Assertion "woken == 1" failed at sem.c:171 in `sem_signal'

If you have any questions on programming, this is the place to ask them, whether you're a newbie or an experienced programmer. Discussion on programming in general is also welcome. We will help you with programming homework, but we will not do your work for you! Any porting requests must be made in Developmental Ideas.
Post Reply
User avatar
Corbin
DC Developer
DC Developer
Posts: 121
https://www.artistsworkshop.eu/meble-kuchenne-na-wymiar-warszawa-gdzie-zamowic/
Joined: Fri Dec 14, 2007 1:56 am
Location: California
Has thanked: 0
Been thanked: 0

Assertion "woken == 1" failed at sem.c:171 in `sem_signal'

Post by Corbin »

Hey guys,

Anyone else get this error? I seem to get it randomly while testing one of our games,
and I'm not sure what it's linked to. The only thing I can think of is that maybe it's a thread/
timer issue with one of the modules in the engine, but it doesn't give me much to go off of,
even as I use the terminal to view debugging info. Maybe one thread is running over another
or something, or maybe the program is too impatient. This doesn't happen on the PC port so
I'm assuming it's something to do with KOS and how our port interacts with it.

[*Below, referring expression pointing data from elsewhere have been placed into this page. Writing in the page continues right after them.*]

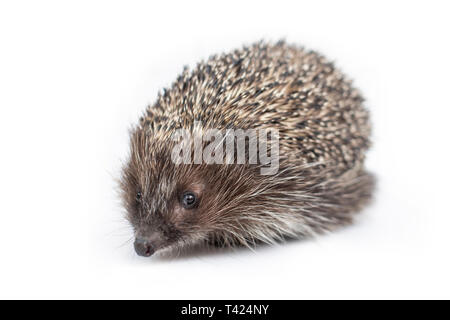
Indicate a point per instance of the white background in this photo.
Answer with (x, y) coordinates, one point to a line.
(74, 75)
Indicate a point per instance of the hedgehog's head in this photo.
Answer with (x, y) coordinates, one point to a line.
(172, 205)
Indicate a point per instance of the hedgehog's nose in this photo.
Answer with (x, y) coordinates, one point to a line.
(143, 247)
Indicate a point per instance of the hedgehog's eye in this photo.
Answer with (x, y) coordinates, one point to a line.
(188, 200)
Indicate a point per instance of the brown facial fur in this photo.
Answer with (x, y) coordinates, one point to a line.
(324, 133)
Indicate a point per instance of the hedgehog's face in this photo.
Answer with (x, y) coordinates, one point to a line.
(168, 205)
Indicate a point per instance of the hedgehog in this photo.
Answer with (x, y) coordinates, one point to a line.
(322, 134)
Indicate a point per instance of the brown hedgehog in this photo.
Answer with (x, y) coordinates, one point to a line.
(322, 134)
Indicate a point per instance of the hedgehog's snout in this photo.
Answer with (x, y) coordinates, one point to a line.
(143, 247)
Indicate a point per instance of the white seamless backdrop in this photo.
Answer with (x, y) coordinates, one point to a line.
(74, 76)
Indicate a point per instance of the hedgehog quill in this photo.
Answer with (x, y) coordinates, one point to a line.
(261, 144)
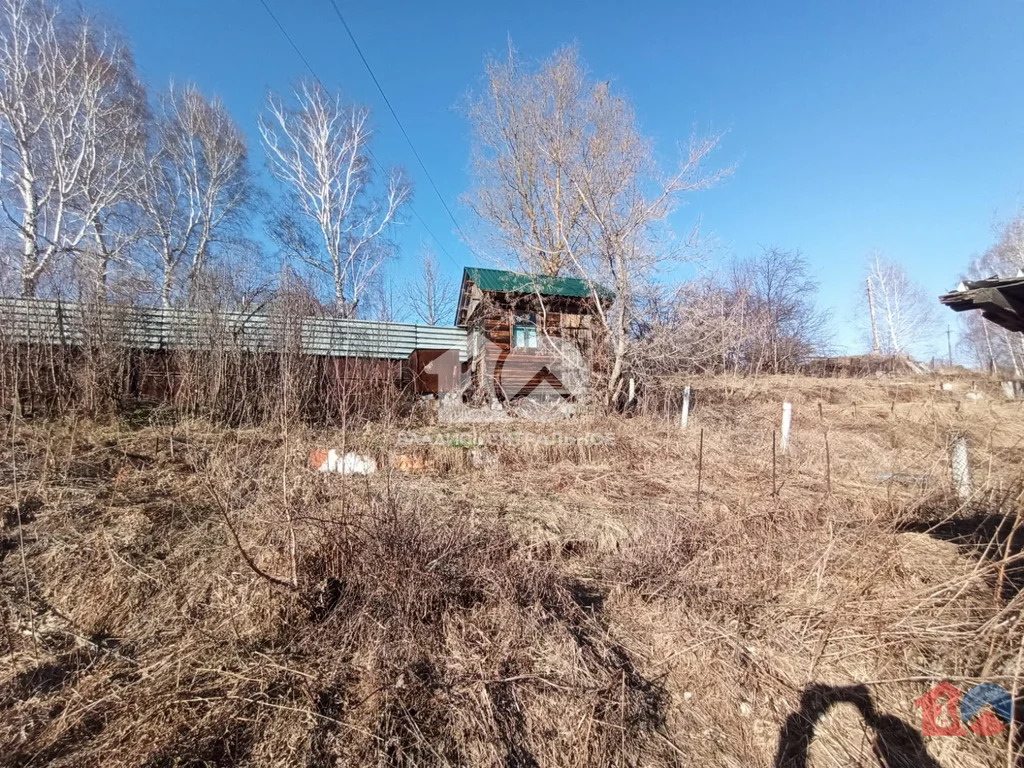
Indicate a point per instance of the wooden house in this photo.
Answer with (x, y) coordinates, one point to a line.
(528, 334)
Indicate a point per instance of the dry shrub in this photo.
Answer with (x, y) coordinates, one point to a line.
(562, 607)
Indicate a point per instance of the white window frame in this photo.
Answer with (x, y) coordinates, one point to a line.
(524, 331)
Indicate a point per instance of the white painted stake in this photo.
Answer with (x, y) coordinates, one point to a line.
(786, 421)
(961, 467)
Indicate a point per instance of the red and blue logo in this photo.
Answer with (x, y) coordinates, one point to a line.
(985, 710)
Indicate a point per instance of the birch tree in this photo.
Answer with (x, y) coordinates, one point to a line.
(528, 136)
(197, 186)
(70, 118)
(431, 296)
(318, 147)
(566, 182)
(905, 314)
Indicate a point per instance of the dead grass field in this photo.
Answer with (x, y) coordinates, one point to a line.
(179, 594)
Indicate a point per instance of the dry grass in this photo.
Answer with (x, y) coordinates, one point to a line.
(569, 605)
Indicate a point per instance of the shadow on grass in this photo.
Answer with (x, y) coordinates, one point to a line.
(988, 536)
(897, 744)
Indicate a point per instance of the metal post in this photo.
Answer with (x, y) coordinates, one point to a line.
(961, 468)
(699, 468)
(786, 421)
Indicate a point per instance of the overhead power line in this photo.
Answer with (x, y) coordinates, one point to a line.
(312, 72)
(394, 115)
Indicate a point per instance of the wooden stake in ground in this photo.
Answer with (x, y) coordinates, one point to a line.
(774, 483)
(699, 464)
(786, 421)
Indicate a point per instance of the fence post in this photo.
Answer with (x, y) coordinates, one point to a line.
(786, 421)
(961, 467)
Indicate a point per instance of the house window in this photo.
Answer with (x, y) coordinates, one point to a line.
(524, 331)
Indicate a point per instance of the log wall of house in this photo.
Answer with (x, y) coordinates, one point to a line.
(509, 372)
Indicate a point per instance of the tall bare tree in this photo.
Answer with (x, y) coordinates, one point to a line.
(318, 146)
(197, 186)
(529, 133)
(905, 315)
(566, 182)
(431, 296)
(780, 323)
(71, 112)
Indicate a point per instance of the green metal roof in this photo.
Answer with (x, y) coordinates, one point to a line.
(500, 280)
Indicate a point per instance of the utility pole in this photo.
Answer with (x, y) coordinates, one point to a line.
(875, 328)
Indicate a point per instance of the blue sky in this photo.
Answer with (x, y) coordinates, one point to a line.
(851, 125)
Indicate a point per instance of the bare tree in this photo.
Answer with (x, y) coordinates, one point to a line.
(567, 182)
(70, 126)
(431, 296)
(382, 300)
(197, 187)
(318, 147)
(905, 315)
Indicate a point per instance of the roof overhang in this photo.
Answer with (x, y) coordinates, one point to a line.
(1000, 300)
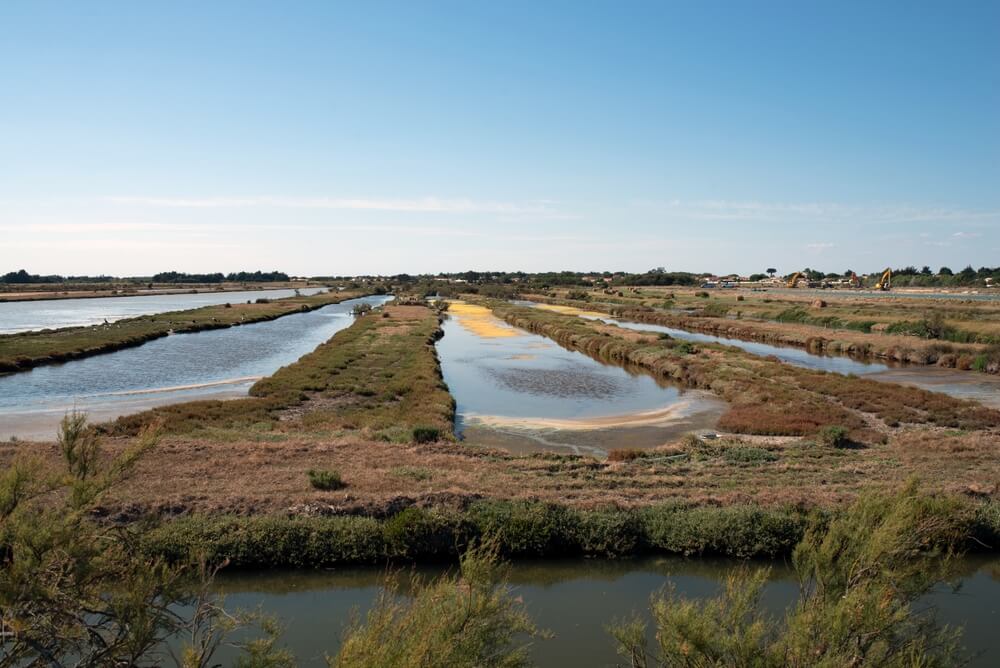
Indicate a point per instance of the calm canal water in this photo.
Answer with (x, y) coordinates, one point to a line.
(524, 392)
(577, 599)
(54, 313)
(209, 364)
(961, 384)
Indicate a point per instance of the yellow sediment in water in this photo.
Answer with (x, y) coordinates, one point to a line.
(658, 417)
(480, 321)
(571, 310)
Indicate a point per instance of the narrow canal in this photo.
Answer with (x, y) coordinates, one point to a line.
(33, 315)
(961, 384)
(524, 392)
(577, 599)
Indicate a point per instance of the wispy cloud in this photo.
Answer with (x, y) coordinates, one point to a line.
(815, 212)
(418, 205)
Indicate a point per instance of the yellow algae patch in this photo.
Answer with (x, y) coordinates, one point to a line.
(571, 310)
(480, 321)
(658, 417)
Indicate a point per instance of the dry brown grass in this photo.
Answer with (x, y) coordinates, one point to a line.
(248, 477)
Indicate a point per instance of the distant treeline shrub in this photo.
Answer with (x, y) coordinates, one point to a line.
(242, 276)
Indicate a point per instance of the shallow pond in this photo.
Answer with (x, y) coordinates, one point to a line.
(54, 313)
(524, 392)
(577, 599)
(218, 363)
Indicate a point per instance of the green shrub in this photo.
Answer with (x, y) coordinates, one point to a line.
(980, 363)
(610, 533)
(468, 620)
(418, 473)
(834, 436)
(626, 454)
(524, 528)
(748, 455)
(416, 532)
(737, 531)
(325, 479)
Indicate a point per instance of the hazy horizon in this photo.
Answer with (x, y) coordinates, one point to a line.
(387, 138)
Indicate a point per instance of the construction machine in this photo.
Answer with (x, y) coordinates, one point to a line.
(885, 283)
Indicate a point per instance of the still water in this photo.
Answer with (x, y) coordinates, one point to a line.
(960, 384)
(54, 313)
(181, 367)
(577, 599)
(512, 387)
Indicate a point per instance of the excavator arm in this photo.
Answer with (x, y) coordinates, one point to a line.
(885, 283)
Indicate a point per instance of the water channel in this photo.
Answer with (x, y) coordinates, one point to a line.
(220, 363)
(524, 392)
(961, 384)
(577, 599)
(33, 315)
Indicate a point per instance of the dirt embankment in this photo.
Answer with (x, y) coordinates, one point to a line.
(26, 350)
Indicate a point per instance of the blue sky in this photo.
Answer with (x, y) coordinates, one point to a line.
(374, 137)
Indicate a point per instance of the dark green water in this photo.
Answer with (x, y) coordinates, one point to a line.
(576, 599)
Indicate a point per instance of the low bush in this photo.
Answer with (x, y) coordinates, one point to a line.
(325, 479)
(748, 455)
(426, 434)
(626, 454)
(834, 436)
(418, 473)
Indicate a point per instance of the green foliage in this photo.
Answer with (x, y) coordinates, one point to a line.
(325, 479)
(740, 531)
(417, 473)
(714, 310)
(453, 622)
(834, 436)
(522, 528)
(425, 533)
(426, 434)
(748, 455)
(859, 573)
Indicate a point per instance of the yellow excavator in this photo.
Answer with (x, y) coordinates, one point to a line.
(885, 283)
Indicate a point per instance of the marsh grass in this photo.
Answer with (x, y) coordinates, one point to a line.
(19, 352)
(766, 397)
(380, 376)
(325, 480)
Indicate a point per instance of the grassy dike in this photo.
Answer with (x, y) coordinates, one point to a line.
(379, 376)
(228, 481)
(25, 350)
(798, 326)
(765, 396)
(519, 529)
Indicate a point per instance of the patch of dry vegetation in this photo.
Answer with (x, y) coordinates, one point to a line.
(766, 396)
(379, 376)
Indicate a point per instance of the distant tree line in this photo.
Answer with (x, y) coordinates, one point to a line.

Any tips? I maybe thought of getting rid of that assertion in the following bolded KOS code:

/* Is there anyone waiting? If so, pass off to them */
else if(sm->count < 0)
{
woken = genwait_wake_cnt(sm, 1, 0);
assert(woken == 1);
sm->count++;
}

else
{
/* No one is waiting, so just add another tick */
sm->count++;
}
}

Maybe commenting that assertion out and replacing it with
a while or something (equivalent to sem_trywait), or something
to that effect. I get the feeling the program is moving too fast
for whatever is happening.

For reference, here's the last few lines of our Debug output:
glTexImage2D[211]: 64x64 & 3 BPP @0x8c6c6288
LoadImageOGL: Loading "ANIM1"
glTexImage2D[212]: 64x64 & 3 BPP @0x8c6c6288
LoadImageOGL: Loading "STARTAN2"
glTexImage2D[213]: 16x16 & 4 BPP @0x8c6b4970
W_PrecacheModels()
RGL_PreCacheSky()

Ticker: 190 secs

Ticker: 200 secs

Ticker: 200 secs

Ticker: 210 secs
M_SaveDefaults:
config file written
VMUFS: vmu_unlink on invalid path '/a1/dc3dge.cfg'
Config saved to dc3dge.cfg

*** ASSERTION FAILURE ***
Assertion "woken == 1" failed at sem.c:171 in `sem_signal'

mutex_lock: called inside interrupt
arch: shutting down kernel
maple: final stats -- device count = 2, vbl_cntr = 13471, dma_cntr = 13469
vid_set_mode: 640x480 NTSC
mutex_lock: called inside interrupt
mutex_lock: called inside interrupt
mutex_lock: called inside interrupt
mutex_lock: called inside interrupt
mutex_lock: called inside interrupt
mutex_lock: called inside interrupt

Process returned 0 (0x0) execution time : 227.415 s
Press any key to continue.
I am using dcload/dctool, but I am only executing the .ELF from dctool, while the
game data/etc is done on the disc itself. I briefly thought that maybe this is happening
because it's still constantly pinging the router and might get hung up somehow.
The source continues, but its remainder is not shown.